TRAIL Deletion Prevents Liver, but Not Adipose Tissue, Inflammation during Murine Diet-Induced Obesity

Hepatol Commun. 2017 Sep;1(7):648-662. doi: 10.1002/hep4.1069. Epub 2017 Jul 20.


Background & aim: TNF-related apoptosis-inducing ligand (TRAIL) and its cognate receptor(s) are upregulated in human and murine nonalcoholic steatohepatitis (NASH). However, the consequence of this enhanced expression on NASH pathogenesis remains unclear. TRAIL may either accentuate liver injury by promoting hepatic steatosis and inflammation, or it may mitigate the disease process by improving systemic insulin resistance and averting hepatic fibrosis. Herein, we investigated the role of TRAIL in an obesity-induced murine model of NASH.

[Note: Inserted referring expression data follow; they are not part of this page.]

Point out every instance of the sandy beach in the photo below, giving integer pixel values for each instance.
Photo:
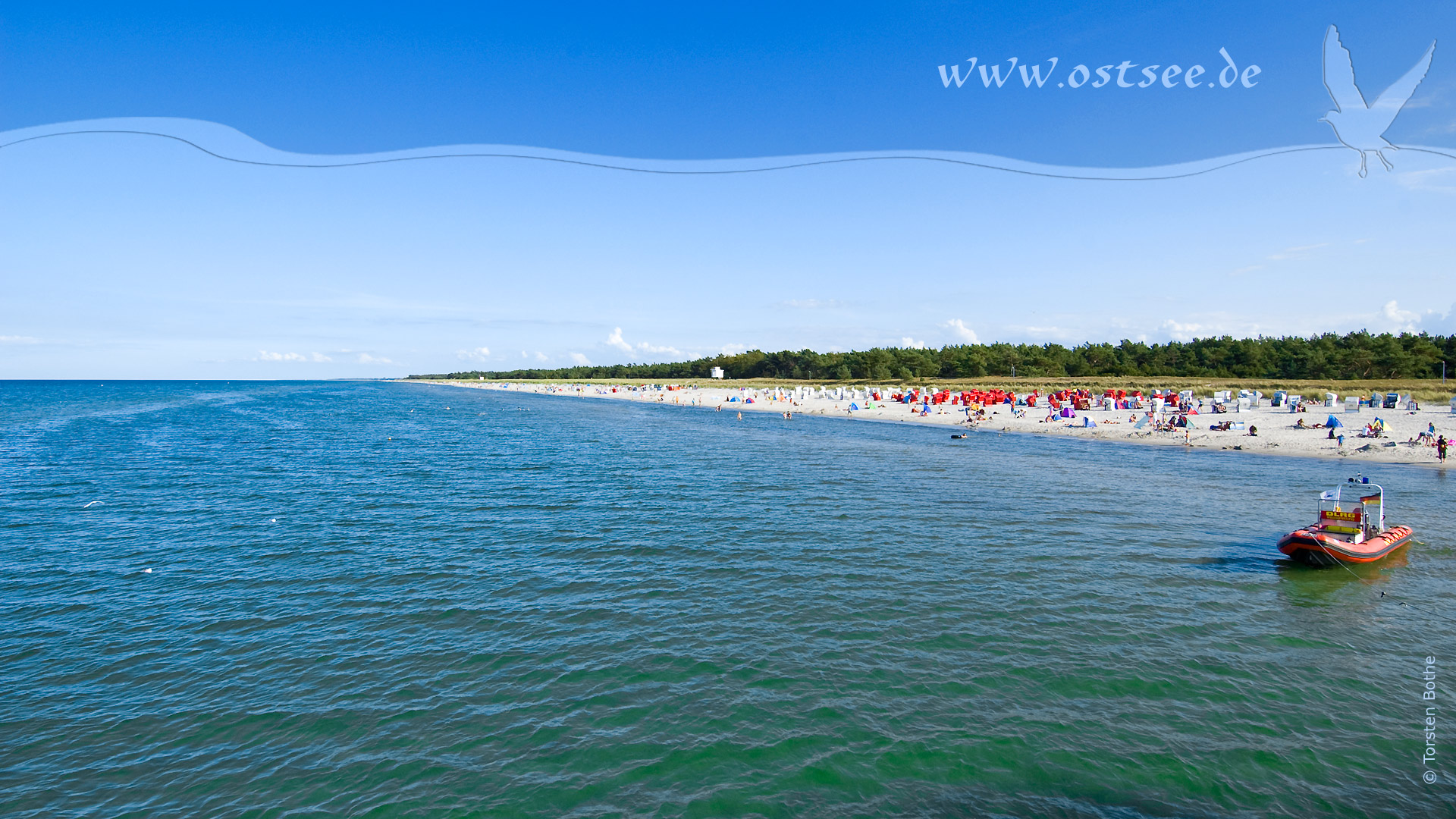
(1277, 428)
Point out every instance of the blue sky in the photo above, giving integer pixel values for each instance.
(131, 257)
(712, 80)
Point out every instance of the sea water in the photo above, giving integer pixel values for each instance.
(397, 599)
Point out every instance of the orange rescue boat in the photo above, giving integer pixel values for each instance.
(1348, 529)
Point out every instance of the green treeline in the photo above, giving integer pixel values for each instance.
(1329, 356)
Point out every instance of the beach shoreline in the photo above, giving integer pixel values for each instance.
(1277, 431)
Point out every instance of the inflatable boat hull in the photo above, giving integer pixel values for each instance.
(1318, 548)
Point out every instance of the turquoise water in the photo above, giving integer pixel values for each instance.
(398, 599)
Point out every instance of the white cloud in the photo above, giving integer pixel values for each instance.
(960, 331)
(315, 357)
(814, 303)
(1299, 253)
(615, 340)
(1401, 319)
(1180, 331)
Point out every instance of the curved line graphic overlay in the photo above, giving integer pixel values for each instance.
(669, 172)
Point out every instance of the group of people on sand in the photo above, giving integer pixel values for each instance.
(1429, 438)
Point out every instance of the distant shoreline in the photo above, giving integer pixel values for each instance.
(1277, 433)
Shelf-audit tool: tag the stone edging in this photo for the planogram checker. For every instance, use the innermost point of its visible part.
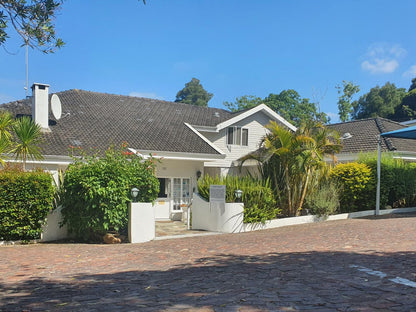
(311, 219)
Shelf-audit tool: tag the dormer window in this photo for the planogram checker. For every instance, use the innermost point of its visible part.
(237, 136)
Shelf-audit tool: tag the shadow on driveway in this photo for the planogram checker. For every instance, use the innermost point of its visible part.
(322, 281)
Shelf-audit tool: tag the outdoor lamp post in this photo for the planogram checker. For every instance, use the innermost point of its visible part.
(238, 194)
(134, 194)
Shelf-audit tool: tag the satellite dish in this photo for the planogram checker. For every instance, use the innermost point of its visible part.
(56, 106)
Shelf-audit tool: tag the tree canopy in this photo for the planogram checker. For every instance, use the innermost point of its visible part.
(287, 103)
(293, 108)
(243, 102)
(379, 102)
(413, 85)
(33, 21)
(194, 93)
(346, 91)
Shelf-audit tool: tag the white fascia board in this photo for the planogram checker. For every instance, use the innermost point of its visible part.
(176, 155)
(205, 139)
(47, 160)
(262, 107)
(347, 157)
(205, 129)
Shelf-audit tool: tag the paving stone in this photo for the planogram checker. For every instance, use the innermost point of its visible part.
(296, 268)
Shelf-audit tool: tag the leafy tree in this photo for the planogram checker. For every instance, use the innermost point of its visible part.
(33, 21)
(413, 85)
(28, 136)
(379, 102)
(97, 191)
(194, 93)
(243, 102)
(293, 108)
(346, 92)
(407, 108)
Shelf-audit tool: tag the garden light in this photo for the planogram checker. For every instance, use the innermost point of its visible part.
(238, 194)
(134, 194)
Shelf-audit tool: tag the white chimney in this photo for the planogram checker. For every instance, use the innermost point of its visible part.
(40, 104)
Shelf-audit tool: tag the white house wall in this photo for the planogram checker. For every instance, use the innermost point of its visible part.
(256, 131)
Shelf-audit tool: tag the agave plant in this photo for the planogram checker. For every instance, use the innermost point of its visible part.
(28, 136)
(6, 122)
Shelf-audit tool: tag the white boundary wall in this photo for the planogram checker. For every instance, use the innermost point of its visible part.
(51, 230)
(141, 222)
(211, 217)
(214, 217)
(311, 219)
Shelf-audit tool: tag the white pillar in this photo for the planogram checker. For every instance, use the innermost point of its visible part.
(141, 222)
(377, 212)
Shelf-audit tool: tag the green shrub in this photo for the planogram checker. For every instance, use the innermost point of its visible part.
(398, 180)
(26, 199)
(324, 201)
(97, 191)
(258, 199)
(357, 186)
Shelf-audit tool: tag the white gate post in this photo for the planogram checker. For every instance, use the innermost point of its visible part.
(141, 222)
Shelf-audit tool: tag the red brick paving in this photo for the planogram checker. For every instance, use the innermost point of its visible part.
(296, 268)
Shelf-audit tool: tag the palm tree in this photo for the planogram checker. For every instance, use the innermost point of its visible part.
(28, 136)
(291, 160)
(6, 122)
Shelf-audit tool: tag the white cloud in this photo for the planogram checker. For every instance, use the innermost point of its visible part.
(334, 117)
(377, 66)
(411, 72)
(146, 95)
(383, 58)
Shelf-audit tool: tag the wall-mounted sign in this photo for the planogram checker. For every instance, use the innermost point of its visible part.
(217, 193)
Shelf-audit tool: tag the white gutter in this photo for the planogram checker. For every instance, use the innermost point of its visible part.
(205, 139)
(176, 155)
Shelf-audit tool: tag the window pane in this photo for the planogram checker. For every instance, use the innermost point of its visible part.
(162, 188)
(245, 137)
(230, 135)
(238, 136)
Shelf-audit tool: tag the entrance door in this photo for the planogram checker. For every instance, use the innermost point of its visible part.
(181, 190)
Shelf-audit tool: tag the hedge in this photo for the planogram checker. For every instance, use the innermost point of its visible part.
(258, 199)
(96, 192)
(26, 199)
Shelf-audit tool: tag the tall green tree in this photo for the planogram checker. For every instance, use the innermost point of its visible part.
(6, 123)
(243, 102)
(292, 160)
(346, 92)
(293, 108)
(28, 136)
(33, 21)
(379, 102)
(407, 108)
(413, 85)
(194, 93)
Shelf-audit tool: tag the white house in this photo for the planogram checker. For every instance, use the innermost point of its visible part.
(189, 140)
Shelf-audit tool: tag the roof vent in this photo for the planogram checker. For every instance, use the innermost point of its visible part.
(346, 135)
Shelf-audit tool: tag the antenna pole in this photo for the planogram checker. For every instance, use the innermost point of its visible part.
(27, 68)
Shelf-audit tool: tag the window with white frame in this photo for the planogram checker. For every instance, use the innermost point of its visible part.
(237, 136)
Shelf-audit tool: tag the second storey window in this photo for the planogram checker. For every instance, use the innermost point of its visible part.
(237, 136)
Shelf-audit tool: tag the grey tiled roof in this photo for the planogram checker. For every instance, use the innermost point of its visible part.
(364, 134)
(96, 120)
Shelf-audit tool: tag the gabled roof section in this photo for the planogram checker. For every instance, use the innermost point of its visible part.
(364, 133)
(96, 120)
(244, 114)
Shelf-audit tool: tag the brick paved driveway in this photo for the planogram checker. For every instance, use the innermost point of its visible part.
(351, 265)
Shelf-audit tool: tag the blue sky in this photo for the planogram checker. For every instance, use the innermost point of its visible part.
(235, 47)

Methods: C57BL/6 wild-type (WT) mice and Trail-/- mice were placed on a 20-week standard chow or FFC (high fat, fructose, and cholesterol) diet which induces obesity, insulin resistance and NASH. Metabolic phenotype, liver injury, inflammation and fibrosis, and adipose tissue homeostasis were examined.

Results: FFC diet-fed Trail-/- mice displayed no difference in weight gain and metabolic profile when compared to WT mice on the same diet. All FFC-fed mice developed significant hepatic steatosis, which was attenuated in Trail-/- mice. TRAIL deficiency also significantly decreased FFC diet-induced liver injury as manifest by reduced serum ALT values, hepatic TUNEL-positive cells and macrophage-associated inflammation. FFC diet-associated hepatic stellate cell activation and hepatic collagen deposition were also abrogated in Trail-/- mice. In contrast to the liver, TRAIL deletion did not improve FFC diet-induced adipose tissue injury and inflammation, and actually aggravated insulin resistance. In conclusion, these observations employing genetic TRAIL inactivation suggest that NASH pathogenesis may be dissociated from other features of the metabolic syndrome and liver-targeted inhibition of TRAIL signaling may be salutary.

Keywords: apoptosis; death ligand; death receptor; inflammation; nonalcoholic steatohepatitis.